The sugar cane, being originally a bog-plant requires a moist, nutritive soil, and a hot tropical or sub-tropical climate. It is propagated by slips or pieces of the stem, with buds on them, and about two feet long. It arrives at maturity in twelve or sixteen months, according to the temperature; the leaves fall off towards the following season, and the stem acquires a straw-yellow colour. The cane is cut by some planters before the flowering season, but it is more usual to cut it some weeks after. The plantations are so arranged that the various divisions of the fields may ripen in succession. The land should be supplied with manure rich in nitrogen, but not containing much saline matter. After the harvest the roots strike again, and produce a fresh crop of canes; but in about six years they require to be removed.

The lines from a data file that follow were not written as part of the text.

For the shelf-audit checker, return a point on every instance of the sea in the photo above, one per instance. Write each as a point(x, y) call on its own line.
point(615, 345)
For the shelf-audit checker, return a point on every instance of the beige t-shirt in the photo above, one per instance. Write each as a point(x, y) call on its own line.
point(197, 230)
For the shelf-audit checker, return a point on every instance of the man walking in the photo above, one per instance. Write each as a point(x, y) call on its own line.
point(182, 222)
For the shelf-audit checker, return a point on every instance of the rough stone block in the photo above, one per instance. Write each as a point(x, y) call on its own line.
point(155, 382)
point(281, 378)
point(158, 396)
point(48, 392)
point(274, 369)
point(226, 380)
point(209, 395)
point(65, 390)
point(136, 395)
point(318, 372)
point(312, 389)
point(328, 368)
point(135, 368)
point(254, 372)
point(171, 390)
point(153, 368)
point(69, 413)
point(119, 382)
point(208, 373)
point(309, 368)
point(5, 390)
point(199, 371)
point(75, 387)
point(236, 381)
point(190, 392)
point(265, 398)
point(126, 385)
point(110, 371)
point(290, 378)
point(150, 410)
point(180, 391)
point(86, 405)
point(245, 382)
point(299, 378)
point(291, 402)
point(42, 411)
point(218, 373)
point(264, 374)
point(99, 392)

The time for cutting the canes varies with the soil and season, and the different varieties of cane. In a state of maturity the canes are from six feet to fifteen feet in length, and from one and a half inch to two inches in diameter. The usual signs of maturity are a dry, smooth, brittle skin, a heavy cane, a grey pith, and sweet and glutinous juice. Canes should be cut in dry weather, or the juice will be found diluted with an excess of water. When cut they are tied up in bundles, and conveyed to the crushing mill, particular attention being paid that the supply should not exceed the demand, otherwise the cut canes would ferment and spoil.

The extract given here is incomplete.